TrendGrowing interest in antivirals

Published 10 March 2006

Remember this scene from “The Graduate”:

Mr. McGuire [Walter Brooke]: I want to say one word to you. Just one word.

Benjamin [Dustin Hoffman]: Yes, sir.

Mr. McGuire: Are you listening?

Benjamin: Yes, I am.

Mr. McGuire: Plastics.

If Benjamin were to graduate in 2006 rather than 1968, we are not quite sure that Mr. McGuire would have said “Antivirals”rather than “Plastics,”but he just might have. Indeed, scientists at U.S. federal health institutes, universities, and drug companies say that there is a surge of interest in finding treatments for viral infections, fueled by fears of a global flu epidemic and bioterror attacks. What a change this is: It was not that long ago that disease researchers hardly ever heard from drug development companies, or had their phone calls returned. Now these researchers regularly get calls from companies hoping to forge partnerships in the quest to discover antiviral medicines.

The fear of the avian flu has provided an added impetus, but the campaign against bioterrorism has boosted research on viruses, leading the U.S. government in the past five years to more than double spending on the war against deadly germs of all kinds. This is a major change, as medicines to fight viral infections have been a neglected aspect of drug research. The reason for the neglect is straightforward: It has always been easier to find antibiotics such as penicillin to fight bacteria, because they occur naturally wherever bacteria live, such as in the soil. Antivirals are a more complicated proposition, because they have to be made in the lab, and there is always risk of collateral damage: Viruses invade human cells, so the drugs developed to fight viruses must be so designed so as not to damage the cell further.

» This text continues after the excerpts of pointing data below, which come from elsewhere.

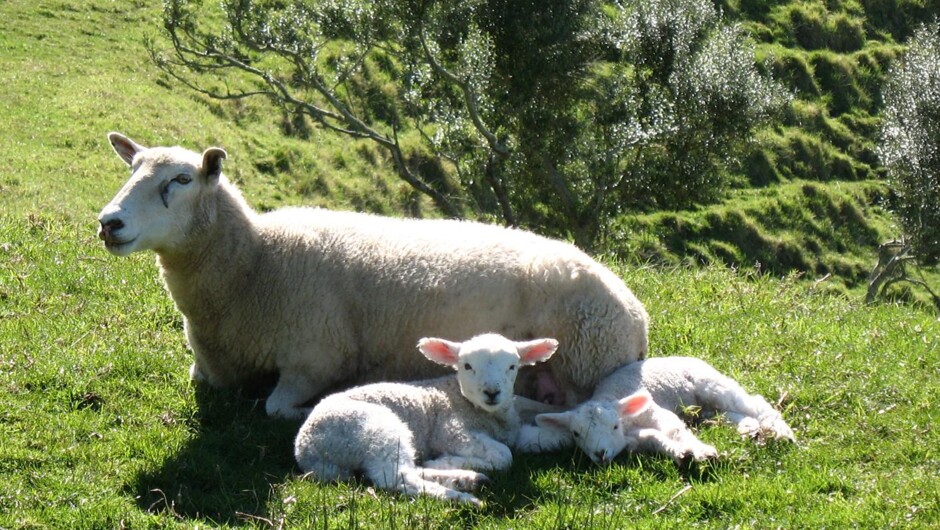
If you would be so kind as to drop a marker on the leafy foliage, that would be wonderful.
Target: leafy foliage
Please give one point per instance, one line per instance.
(910, 147)
(555, 117)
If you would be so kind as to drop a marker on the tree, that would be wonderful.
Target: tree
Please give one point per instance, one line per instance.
(549, 114)
(910, 150)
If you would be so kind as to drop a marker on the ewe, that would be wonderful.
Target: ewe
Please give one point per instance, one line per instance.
(645, 420)
(327, 298)
(452, 424)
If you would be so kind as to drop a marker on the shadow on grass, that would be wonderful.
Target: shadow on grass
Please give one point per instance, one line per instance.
(226, 471)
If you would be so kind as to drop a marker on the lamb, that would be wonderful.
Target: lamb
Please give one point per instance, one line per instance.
(328, 299)
(453, 424)
(646, 419)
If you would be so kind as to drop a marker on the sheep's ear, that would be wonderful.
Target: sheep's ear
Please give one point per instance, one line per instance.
(124, 147)
(536, 351)
(212, 163)
(558, 420)
(440, 351)
(634, 404)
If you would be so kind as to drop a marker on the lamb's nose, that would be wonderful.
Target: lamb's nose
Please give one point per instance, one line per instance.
(108, 226)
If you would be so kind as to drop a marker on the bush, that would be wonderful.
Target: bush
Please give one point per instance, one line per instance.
(910, 146)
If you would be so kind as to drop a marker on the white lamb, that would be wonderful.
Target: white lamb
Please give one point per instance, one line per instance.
(452, 424)
(646, 419)
(327, 299)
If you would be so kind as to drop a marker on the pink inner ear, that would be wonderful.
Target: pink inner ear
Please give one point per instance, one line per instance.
(439, 351)
(537, 350)
(635, 404)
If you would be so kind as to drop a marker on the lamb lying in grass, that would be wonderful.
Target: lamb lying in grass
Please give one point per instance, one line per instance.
(656, 389)
(452, 424)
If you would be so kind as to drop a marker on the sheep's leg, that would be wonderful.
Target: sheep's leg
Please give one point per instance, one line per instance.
(292, 390)
(478, 451)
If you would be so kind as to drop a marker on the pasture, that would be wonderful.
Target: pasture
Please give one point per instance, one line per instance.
(101, 428)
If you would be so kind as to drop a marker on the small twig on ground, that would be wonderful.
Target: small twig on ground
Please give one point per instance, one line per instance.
(672, 499)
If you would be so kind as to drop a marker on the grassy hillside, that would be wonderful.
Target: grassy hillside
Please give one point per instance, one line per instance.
(812, 195)
(100, 427)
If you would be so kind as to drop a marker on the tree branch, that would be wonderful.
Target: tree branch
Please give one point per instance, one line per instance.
(470, 99)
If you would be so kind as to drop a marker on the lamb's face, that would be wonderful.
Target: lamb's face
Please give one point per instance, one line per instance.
(156, 208)
(487, 375)
(594, 425)
(487, 365)
(600, 427)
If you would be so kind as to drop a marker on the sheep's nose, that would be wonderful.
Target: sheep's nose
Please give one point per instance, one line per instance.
(108, 226)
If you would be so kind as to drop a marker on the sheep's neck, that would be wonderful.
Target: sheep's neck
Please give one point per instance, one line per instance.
(203, 277)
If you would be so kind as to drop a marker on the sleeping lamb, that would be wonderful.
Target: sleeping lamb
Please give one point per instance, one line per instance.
(646, 419)
(326, 299)
(453, 424)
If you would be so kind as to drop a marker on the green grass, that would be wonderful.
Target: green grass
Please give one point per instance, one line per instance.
(100, 427)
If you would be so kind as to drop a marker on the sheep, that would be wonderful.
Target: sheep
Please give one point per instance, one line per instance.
(326, 300)
(646, 419)
(453, 424)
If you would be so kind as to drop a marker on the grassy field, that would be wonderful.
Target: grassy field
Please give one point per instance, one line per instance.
(100, 427)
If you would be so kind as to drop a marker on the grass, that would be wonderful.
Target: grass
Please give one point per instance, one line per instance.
(101, 428)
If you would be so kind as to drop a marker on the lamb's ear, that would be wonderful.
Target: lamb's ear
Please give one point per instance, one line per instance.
(212, 163)
(634, 404)
(440, 351)
(124, 147)
(560, 421)
(536, 351)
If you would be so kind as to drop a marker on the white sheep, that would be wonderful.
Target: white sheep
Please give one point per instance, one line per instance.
(452, 424)
(657, 389)
(327, 299)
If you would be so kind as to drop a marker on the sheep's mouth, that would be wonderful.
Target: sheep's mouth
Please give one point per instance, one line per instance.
(118, 246)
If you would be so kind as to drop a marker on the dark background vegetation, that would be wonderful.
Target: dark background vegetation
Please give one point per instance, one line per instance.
(736, 132)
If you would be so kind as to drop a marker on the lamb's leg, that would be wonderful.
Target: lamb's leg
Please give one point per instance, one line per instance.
(546, 389)
(322, 470)
(536, 439)
(750, 413)
(528, 409)
(656, 441)
(292, 390)
(458, 479)
(477, 451)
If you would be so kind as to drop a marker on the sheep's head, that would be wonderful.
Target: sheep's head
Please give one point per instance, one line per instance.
(597, 426)
(160, 204)
(487, 365)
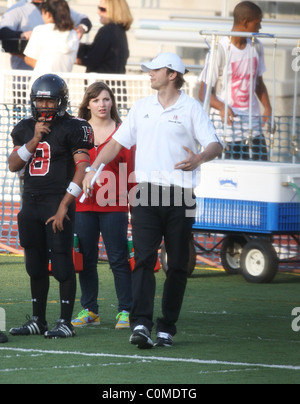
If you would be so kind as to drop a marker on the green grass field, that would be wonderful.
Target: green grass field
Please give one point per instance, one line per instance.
(229, 331)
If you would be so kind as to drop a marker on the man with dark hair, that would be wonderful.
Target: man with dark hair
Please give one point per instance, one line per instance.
(168, 128)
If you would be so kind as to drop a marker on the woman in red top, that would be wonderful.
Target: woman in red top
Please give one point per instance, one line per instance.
(105, 211)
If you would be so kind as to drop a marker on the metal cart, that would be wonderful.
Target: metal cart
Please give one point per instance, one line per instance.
(246, 205)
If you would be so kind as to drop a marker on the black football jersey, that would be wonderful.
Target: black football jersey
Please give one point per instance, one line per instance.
(52, 167)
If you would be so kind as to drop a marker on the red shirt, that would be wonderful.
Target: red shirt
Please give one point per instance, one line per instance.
(112, 196)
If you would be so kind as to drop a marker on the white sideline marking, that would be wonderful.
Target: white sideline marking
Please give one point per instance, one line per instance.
(154, 358)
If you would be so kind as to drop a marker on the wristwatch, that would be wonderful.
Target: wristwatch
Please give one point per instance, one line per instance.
(90, 168)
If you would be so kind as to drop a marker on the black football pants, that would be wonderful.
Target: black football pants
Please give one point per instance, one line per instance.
(41, 244)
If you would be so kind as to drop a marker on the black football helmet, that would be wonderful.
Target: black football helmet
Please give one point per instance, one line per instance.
(49, 86)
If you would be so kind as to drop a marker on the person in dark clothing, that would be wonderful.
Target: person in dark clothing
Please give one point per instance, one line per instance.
(53, 149)
(108, 53)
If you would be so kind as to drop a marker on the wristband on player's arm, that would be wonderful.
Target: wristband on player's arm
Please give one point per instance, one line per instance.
(24, 154)
(74, 189)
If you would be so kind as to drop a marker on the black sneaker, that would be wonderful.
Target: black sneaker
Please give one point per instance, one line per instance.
(32, 327)
(62, 329)
(164, 339)
(141, 337)
(3, 338)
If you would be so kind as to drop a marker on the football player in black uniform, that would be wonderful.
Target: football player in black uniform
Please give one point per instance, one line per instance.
(52, 149)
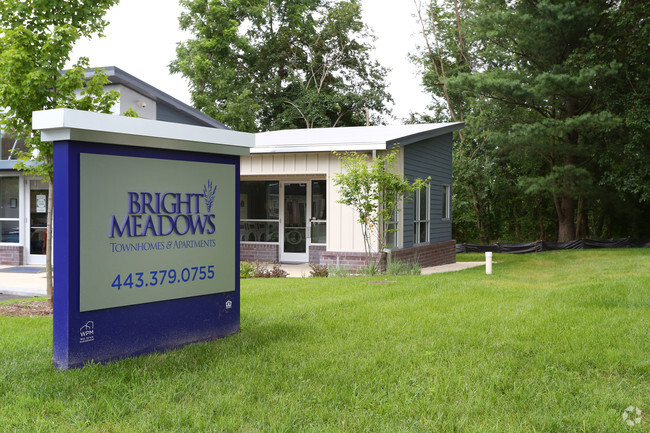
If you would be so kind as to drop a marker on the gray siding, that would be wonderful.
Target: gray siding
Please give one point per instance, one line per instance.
(426, 158)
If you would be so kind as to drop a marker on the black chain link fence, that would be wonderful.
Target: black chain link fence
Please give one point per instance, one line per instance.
(539, 246)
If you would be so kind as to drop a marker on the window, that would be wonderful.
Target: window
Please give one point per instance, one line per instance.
(421, 216)
(446, 202)
(318, 211)
(392, 227)
(259, 205)
(9, 210)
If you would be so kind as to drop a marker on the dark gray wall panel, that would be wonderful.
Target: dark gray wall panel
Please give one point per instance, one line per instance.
(432, 158)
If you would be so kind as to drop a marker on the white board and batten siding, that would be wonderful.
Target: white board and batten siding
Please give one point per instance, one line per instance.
(343, 233)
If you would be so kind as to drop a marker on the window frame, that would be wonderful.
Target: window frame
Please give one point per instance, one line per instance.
(19, 204)
(256, 223)
(446, 202)
(417, 221)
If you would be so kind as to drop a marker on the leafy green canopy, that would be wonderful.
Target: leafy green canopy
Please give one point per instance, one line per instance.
(280, 64)
(36, 38)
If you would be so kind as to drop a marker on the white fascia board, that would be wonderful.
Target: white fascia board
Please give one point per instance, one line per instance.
(338, 147)
(66, 124)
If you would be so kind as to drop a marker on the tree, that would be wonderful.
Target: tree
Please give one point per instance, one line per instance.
(279, 64)
(36, 38)
(547, 82)
(374, 191)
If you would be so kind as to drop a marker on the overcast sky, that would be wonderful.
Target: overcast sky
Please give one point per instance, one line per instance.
(142, 35)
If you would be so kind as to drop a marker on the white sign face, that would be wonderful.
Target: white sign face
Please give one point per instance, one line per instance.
(154, 230)
(41, 203)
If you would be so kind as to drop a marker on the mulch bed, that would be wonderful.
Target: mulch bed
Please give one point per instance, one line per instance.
(26, 308)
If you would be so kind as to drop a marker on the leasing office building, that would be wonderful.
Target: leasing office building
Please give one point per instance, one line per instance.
(288, 204)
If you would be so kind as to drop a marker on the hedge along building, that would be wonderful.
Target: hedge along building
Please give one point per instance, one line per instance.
(289, 204)
(23, 199)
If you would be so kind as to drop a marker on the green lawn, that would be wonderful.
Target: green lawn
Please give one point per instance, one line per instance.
(551, 342)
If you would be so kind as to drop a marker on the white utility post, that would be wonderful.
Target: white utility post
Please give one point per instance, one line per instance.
(488, 262)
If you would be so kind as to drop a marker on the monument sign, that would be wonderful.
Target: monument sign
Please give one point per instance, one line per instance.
(146, 245)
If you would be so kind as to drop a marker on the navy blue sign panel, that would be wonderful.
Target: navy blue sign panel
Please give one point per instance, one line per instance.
(146, 250)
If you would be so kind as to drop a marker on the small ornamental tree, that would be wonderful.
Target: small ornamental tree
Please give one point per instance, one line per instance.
(374, 190)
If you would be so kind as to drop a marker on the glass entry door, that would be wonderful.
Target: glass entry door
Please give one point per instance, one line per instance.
(37, 222)
(294, 236)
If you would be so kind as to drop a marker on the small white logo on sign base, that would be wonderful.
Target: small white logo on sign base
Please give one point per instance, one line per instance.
(87, 332)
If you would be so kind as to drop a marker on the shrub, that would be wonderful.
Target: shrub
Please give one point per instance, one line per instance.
(261, 271)
(337, 271)
(370, 269)
(246, 269)
(318, 270)
(397, 267)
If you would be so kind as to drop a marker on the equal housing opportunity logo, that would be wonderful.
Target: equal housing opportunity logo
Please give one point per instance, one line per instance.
(166, 213)
(87, 332)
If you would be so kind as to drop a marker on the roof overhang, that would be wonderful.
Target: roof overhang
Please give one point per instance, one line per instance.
(349, 139)
(65, 124)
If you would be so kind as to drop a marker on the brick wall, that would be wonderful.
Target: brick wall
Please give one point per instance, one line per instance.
(11, 255)
(258, 252)
(348, 260)
(433, 254)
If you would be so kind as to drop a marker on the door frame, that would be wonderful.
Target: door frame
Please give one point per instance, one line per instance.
(295, 257)
(31, 259)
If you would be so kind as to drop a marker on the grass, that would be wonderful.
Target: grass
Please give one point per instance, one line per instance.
(551, 342)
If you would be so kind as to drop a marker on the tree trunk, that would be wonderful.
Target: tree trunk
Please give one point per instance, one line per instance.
(565, 217)
(48, 247)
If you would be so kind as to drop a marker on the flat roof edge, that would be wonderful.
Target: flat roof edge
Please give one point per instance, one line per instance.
(67, 124)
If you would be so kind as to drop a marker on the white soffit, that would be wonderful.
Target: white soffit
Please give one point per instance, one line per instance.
(66, 124)
(358, 138)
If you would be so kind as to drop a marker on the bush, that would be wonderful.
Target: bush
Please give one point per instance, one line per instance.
(260, 270)
(246, 269)
(318, 270)
(370, 269)
(337, 271)
(397, 267)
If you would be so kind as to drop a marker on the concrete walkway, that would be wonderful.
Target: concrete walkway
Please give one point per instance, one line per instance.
(303, 269)
(22, 283)
(33, 284)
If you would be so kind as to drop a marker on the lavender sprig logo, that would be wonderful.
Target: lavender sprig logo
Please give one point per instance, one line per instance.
(208, 194)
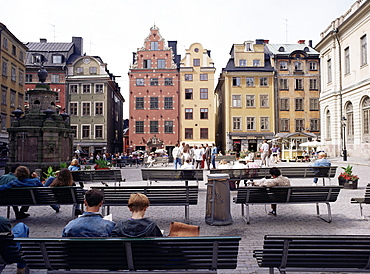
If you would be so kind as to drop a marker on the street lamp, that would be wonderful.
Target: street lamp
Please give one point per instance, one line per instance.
(344, 149)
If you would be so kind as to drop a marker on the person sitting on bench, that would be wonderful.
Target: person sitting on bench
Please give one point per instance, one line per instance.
(137, 226)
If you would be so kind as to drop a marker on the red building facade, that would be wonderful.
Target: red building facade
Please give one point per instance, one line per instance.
(154, 95)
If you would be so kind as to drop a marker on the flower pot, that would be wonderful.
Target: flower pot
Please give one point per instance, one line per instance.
(348, 184)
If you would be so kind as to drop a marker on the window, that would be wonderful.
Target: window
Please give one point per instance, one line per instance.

Bioterror, avian flu — and the persistence of AIDS — have now convinced the pharmaceutical companies that antivirals make good medical sense, but also make good business sense. Just one example: Swiss company Roche Pharmaceuticals saw revenue from its flu pill Tamiflu increase more than five-fold in a single year — from $229 million in global sales in 2004 to $1.2 billion a year later. Consulting group Frost & Sullivan last week released a forecast predicting that the U.S. market for drugs against hepatitis B and C will increase from about $2.2 billion last year to nearly $4.8 billion in 2012.

Some infectious disease specialists say that, so far, it is mainly small research companies that have displayed the greatest enthusiasm for antivirals. Big drug companies, in the meantime, remain mainly interested in developing blockbuster drugs against chronic conditions. Still, some major pharmaceutical companies have made a commitment to developing medications for viral infections. Roche, for example, has scientists studying HIV, hepatitis B, hepatitis C, and the human papillomavirus, a sexually transmitted disease.